Prior to the training, the Minnesota River area in Carver had been scoped out and Google Maps was utilized to plan.
“You can put a plan on paper, and then when you come out and look at it, it won’t actually work. That happened today,” Nowakowski said.
Despite best efforts to be prepared, the water level of the Minnesota River was deceiving.
“We were originally going to deploy further downstream, but it was so shallow it was hard to get the boats to move around,” Clifford said. “It’s just navigating it slow, paying attention to the depths. It’s as shallow as a foot-and-a-half.”
The spot they landed on for the exercise is a little deeper and calmer, but they were still able to achieve the same objective. As a sign of success for this boom demonstration, there was river scum that began to pool up in the corner.
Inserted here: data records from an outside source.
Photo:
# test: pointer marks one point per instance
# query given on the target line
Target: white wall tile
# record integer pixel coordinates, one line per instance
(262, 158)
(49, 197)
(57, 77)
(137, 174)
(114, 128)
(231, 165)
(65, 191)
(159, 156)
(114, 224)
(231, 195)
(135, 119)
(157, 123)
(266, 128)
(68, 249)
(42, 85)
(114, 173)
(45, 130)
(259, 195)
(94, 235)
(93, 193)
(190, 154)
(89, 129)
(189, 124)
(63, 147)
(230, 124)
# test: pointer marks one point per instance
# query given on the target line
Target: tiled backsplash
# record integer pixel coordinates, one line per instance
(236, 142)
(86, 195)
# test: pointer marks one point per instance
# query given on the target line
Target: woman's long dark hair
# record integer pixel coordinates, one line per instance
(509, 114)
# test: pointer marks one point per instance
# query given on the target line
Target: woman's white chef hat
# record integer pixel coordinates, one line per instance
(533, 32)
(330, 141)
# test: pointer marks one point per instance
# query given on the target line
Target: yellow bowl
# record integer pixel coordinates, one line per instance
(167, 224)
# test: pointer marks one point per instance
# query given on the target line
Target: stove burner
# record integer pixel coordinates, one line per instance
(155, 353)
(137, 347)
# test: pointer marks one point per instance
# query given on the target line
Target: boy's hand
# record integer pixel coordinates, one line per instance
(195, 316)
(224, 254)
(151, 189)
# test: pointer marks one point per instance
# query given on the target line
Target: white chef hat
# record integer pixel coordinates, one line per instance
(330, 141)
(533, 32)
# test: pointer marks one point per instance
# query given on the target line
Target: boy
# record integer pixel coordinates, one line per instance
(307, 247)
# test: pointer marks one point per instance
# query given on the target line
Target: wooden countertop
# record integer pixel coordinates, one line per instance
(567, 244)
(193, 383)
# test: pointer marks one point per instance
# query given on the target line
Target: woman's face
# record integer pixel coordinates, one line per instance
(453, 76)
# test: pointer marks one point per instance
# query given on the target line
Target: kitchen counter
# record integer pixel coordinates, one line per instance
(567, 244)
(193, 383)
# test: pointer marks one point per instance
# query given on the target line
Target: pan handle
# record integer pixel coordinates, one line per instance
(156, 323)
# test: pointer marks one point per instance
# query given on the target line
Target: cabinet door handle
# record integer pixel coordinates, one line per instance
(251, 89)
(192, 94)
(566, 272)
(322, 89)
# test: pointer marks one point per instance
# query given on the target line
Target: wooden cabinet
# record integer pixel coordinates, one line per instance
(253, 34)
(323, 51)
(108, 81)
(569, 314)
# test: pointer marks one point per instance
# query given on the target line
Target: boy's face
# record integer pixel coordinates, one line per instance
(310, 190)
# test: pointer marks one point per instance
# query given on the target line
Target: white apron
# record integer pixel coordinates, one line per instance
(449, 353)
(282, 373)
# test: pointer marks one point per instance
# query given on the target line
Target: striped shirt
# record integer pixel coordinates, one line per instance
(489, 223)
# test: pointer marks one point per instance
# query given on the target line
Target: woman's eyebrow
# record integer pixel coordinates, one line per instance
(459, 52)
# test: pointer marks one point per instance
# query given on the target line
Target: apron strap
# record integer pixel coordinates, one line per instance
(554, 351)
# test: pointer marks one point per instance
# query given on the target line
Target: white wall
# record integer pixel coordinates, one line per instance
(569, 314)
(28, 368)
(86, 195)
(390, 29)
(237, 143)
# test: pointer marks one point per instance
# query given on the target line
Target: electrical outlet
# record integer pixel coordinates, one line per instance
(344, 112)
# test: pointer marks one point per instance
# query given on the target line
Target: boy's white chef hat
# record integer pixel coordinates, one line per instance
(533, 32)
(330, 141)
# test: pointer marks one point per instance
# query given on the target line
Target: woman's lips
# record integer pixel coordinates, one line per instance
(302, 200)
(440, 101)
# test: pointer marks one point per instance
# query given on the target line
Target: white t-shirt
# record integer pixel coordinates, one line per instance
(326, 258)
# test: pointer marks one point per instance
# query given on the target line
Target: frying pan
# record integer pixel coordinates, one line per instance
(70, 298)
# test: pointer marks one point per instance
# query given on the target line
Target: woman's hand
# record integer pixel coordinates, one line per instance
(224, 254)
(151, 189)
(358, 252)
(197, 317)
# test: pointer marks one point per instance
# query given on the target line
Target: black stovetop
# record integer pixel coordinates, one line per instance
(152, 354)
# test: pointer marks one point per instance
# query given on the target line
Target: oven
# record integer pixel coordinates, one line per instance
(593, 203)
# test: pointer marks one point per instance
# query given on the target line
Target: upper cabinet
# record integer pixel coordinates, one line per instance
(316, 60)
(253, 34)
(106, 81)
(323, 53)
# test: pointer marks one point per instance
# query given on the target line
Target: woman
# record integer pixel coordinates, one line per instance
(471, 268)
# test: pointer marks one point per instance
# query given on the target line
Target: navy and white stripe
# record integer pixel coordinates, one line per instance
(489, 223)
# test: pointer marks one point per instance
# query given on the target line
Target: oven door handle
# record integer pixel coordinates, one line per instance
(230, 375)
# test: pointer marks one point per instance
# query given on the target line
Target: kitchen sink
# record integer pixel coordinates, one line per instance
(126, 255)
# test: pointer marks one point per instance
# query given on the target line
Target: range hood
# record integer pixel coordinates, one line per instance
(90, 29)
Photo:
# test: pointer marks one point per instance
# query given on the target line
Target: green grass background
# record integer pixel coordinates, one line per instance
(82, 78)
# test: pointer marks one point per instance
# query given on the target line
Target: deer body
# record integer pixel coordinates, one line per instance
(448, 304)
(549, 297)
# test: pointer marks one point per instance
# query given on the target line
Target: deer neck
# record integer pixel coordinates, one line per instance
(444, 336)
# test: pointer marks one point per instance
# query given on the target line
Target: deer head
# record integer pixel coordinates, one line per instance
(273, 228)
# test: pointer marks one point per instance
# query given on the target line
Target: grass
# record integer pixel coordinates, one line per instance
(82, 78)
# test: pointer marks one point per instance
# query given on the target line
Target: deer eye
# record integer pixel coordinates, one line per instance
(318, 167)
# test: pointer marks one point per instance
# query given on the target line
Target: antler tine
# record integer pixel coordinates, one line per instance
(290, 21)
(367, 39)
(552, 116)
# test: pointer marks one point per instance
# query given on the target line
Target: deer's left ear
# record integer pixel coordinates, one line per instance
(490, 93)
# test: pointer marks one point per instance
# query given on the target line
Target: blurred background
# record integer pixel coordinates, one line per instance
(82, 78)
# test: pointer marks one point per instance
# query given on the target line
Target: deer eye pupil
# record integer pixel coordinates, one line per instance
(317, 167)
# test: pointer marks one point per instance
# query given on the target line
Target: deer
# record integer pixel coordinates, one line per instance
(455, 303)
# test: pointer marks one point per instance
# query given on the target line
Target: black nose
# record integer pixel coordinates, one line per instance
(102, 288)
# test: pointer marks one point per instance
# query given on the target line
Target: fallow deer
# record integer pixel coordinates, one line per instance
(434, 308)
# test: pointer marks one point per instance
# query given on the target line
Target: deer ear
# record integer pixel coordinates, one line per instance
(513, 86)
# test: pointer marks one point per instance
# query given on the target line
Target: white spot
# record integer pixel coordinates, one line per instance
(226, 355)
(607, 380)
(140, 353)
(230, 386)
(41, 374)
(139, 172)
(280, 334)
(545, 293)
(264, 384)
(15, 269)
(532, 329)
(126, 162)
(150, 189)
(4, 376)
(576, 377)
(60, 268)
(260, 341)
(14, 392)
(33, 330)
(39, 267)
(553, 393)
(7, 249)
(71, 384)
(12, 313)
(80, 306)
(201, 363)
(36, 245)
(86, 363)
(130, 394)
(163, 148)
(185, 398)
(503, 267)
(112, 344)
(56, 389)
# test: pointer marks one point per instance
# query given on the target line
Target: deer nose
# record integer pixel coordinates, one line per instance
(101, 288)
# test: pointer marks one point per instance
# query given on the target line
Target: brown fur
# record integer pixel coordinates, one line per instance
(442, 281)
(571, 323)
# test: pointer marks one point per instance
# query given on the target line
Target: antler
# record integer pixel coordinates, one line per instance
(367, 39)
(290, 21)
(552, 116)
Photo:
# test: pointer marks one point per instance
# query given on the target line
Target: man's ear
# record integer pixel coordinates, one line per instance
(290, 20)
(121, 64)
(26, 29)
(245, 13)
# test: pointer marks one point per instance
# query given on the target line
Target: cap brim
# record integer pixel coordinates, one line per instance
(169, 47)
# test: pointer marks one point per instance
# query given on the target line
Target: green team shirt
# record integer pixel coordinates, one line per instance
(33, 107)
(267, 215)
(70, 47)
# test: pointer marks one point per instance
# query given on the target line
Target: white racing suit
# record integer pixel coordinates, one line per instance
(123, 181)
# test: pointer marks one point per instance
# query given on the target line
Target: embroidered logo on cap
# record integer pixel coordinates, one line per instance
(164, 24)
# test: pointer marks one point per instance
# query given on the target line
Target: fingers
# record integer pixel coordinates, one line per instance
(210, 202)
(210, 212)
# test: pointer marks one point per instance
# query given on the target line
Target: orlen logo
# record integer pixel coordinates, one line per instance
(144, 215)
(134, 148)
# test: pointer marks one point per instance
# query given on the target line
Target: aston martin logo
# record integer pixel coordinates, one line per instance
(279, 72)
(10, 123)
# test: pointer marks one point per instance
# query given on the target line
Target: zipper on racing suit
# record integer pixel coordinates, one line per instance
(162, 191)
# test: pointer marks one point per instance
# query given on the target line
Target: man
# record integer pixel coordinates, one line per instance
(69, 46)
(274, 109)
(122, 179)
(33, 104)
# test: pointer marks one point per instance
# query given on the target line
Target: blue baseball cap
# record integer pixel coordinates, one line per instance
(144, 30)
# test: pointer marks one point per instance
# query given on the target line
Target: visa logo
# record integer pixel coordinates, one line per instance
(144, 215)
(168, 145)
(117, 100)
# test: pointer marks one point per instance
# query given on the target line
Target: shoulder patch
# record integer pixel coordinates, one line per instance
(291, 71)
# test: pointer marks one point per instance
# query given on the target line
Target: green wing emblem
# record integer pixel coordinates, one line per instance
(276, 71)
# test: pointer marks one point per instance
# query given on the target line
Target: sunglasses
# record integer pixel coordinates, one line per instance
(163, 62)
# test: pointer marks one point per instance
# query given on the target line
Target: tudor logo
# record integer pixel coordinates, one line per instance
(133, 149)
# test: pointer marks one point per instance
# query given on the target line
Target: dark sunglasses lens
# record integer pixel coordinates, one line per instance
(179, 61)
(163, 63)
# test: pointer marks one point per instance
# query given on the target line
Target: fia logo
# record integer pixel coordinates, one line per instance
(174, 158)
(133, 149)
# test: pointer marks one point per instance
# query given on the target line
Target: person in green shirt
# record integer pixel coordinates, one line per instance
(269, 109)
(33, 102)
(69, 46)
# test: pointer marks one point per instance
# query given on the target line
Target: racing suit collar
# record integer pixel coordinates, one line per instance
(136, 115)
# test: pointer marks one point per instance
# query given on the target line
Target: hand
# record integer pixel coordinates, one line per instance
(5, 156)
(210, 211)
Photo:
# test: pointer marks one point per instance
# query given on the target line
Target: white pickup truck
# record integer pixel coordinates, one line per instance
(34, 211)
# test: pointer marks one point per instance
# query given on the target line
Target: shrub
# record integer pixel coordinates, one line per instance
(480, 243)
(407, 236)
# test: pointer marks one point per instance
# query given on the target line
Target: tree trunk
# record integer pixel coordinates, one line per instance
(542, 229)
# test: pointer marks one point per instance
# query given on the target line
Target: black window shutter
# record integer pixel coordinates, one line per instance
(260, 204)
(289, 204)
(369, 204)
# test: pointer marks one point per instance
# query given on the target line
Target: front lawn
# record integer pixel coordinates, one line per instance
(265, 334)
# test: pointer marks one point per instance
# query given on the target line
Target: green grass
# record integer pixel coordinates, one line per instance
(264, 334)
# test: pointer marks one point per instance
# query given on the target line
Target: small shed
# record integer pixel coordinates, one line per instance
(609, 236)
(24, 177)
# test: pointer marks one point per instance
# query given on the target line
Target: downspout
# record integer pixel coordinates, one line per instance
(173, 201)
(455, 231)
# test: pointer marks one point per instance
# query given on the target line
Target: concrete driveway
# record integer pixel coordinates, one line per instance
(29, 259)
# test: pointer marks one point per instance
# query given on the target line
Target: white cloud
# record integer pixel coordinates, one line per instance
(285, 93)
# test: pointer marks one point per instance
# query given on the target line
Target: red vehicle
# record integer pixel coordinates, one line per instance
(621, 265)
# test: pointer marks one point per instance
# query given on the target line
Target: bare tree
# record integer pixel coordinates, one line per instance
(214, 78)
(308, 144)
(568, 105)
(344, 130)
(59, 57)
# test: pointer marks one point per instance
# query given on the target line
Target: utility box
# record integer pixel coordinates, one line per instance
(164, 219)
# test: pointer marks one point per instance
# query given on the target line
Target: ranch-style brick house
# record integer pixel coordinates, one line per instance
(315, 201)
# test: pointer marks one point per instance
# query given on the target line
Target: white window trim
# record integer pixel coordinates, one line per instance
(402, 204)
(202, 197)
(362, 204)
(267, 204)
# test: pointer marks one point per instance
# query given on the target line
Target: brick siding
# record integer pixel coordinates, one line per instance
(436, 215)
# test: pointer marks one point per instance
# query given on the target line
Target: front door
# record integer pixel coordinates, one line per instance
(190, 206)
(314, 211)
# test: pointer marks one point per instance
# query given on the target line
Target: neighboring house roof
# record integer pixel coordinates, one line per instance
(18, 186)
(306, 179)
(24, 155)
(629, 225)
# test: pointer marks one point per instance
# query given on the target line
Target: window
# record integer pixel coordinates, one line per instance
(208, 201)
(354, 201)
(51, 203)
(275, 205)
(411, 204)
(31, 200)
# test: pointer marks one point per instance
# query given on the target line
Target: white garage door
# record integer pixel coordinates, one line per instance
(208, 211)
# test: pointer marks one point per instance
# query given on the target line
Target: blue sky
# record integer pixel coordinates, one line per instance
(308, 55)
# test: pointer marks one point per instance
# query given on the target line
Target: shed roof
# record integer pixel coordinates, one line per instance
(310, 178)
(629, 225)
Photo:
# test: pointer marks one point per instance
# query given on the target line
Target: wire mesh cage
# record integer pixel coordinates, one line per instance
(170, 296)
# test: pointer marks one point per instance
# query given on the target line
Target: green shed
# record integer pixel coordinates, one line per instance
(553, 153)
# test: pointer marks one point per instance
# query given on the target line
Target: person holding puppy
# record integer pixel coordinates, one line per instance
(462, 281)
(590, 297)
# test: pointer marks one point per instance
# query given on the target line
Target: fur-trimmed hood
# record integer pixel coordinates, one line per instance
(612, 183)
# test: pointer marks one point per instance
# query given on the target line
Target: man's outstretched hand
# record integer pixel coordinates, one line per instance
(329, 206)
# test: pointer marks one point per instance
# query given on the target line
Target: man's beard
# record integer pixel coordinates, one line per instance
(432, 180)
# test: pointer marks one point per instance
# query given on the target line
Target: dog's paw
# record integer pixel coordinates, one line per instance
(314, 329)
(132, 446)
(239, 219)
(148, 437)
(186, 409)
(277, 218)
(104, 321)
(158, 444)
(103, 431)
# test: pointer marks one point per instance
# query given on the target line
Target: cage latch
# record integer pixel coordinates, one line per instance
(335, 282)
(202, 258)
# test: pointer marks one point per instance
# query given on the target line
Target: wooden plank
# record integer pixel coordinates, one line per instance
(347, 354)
According to Nowakowski, if this had been a Government Initiated Unannounced Exercise, where workers have a certain amount of time to meet certain parameters, the training would have been timed. This untimed standard exercise and demonstration was not timed and took the crew about 2 hours and 30 minutes to complete.
“Nobody’s the best at this. It’s always advancing, so it’s attempting to achieve the unachieveable,” Clifford said. “We’ll keep developing tactics and finding new ways to do things. We’ll talk about today and see what comes out of the takeaways and implement them on the next one.”
Before packing up the booms, stakes and ropes, part of the crew went out and brought back Culver’s for the lunch break.
“You get addicted to deploying to an incident because it’s always new, it’s always exciting,” Clifford said. “You don’t know the conditions, you don’t know the community that you’ll be in, so you make the most of it. It kind of becomes a family. You show up incident-to-incident and you see the same faces and you spend holidays away. So you might as well like what you do and like the people you have to deal with.”